Segundo Stéphane Yerasimos (1985, p. 28), no livro de Marco Polo, o tema mais antigo seria o mito da Árvore Só-Árvore Seca, exatamente com um nome duplo, que implica uma origem partilhada e amalgamada de camadas míticas sobrepostas ao longo dos séculos, cujos arquétipos mais longínquos podem ser encontrados em mitos

mesopotâmicos que reverberaram até o livro de Daniel, o último do Antigo Testamento, escrito nos tempos em que os Macabeus lutavam contra os sucessores de Alexandre, o Grande. Neste livro, de acordo com Roger Bartra (2011, p. 58), a Árvore Seca apareceu no sonho do rei Nabucodonosor, o último rei “selvagem” da Babilônia. A princípio, uma árvore frondosa, de bela e verdejante folhagem e abundantes frutos que alimentavam os pássaros nela aninhados, que sofreu a fúria do Anjo do Senhor e se tornou seca pela cólera divina. Aqui a Árvore Seca, símbolo do pecado e do arrependimento se uniu à Árvore Só que simboliza o fim do mundo conhecido, o limite entre o humano e o além, o desconhecido.
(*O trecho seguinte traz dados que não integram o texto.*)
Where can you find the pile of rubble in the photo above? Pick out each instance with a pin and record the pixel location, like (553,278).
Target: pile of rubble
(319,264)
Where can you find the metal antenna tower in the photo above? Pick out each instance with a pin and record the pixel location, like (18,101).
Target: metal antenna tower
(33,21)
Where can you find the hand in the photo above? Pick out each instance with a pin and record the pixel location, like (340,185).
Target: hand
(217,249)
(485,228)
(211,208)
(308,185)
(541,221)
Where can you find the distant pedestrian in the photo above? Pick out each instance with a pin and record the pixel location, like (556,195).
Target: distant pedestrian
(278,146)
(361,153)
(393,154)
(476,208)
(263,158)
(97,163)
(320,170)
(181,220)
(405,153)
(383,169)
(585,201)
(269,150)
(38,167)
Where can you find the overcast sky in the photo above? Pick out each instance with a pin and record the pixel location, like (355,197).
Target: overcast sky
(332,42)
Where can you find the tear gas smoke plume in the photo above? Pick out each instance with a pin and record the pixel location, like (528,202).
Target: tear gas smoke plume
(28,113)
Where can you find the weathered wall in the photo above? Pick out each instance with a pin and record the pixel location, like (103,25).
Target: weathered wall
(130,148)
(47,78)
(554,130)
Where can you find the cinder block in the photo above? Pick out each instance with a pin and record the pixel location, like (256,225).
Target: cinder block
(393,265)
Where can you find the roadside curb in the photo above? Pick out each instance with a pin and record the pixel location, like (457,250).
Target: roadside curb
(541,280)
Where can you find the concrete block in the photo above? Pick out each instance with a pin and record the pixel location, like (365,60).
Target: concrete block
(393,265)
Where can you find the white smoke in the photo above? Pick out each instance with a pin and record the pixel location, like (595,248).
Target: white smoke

Ambas enlaçadas em uma só simbolizariam o fim do mundo cristão e do mundo conhecido. A localização da Árvore Seca é imprecisa, miticamente ocupou a fronteira com a Pérsia, mas deslocou- se para Oriente sempre em direção a terras mais longínquas e desconhecidas que se tornariam, segundo a profecia, o palco da luta final entre o Ocidente e o Oriente, quando o Ocidente cristão triunfaria. O triunfo cristão faria então a Árvore Seca revigorar, pois o arrependimento revigoraria e libertaria do pecado e alí seria o Paraíso Terrestre. Marco Polo não conseguiu identificar o local preciso da Árvore Só- Árvore Seca nem encontrou o túmulo de São Tomé.
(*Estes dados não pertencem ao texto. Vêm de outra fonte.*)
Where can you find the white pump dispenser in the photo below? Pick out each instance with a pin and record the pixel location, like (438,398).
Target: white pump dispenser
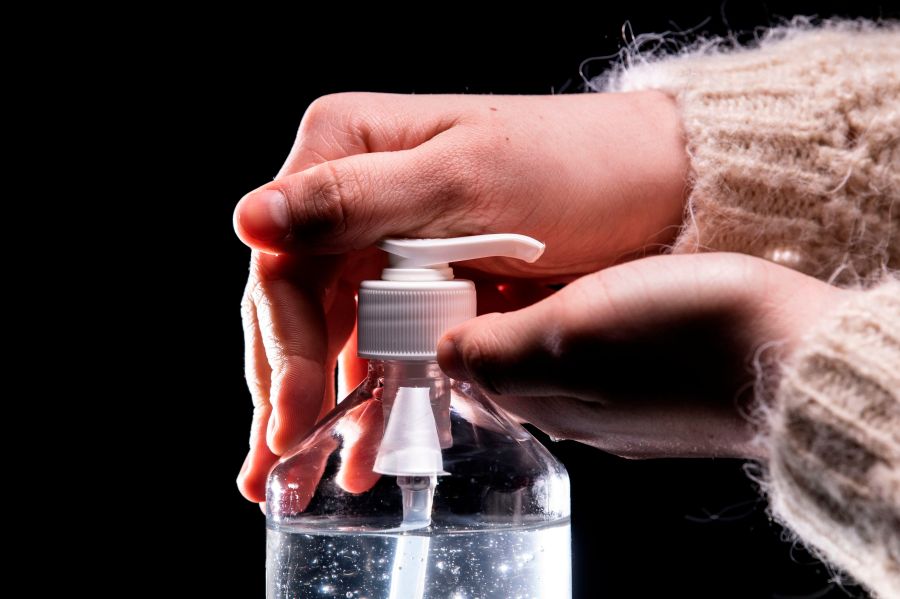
(401,318)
Marco Polo iniciou o Livro da Índia, descrevendo a ilha de Cipango (atual Japão). Havia na ilha um costume estranho. Se, por alguma razão, um homem fosse capturado por outro homem que não fosse seu amigo, caso não tivesse dinheiro para pagar sua soltura, o capturador mataria o homem preso e o comeria, guisado, na companhia de seus parentes, e diziam que esta era a melhor carne que havia. Marco Polo discorreu sobre a localização do mar da China e informou que existiriam, a oeste de Cipango, mais de 7.448 ilhas, algumas habitadas outras não. Ele passou por várias ilhas nas quais se deparou com atropófagos completamente selvagens, vivendo como animais. Homens com cauda de cão, outros com cabeça e dentes de cão, que devoram outros homens das tribos inimigas. Homens e mulheres que andavam nus, sem cobrir parte alguma do corpo, elencando belos exemplares de selvagens dignos das mais bestiais histórias europeias, eram definitivamente os confins da terra.

Na cabine do Almirante, bem ao lado dos mapas de Toscanelli estava o Livro das Maravilhas de Marco Polo. As narrativas sobre os confins do mundo e sobre os selvagens já estavam todas prontas bastou apenas transportá-las para o Novo Mundo.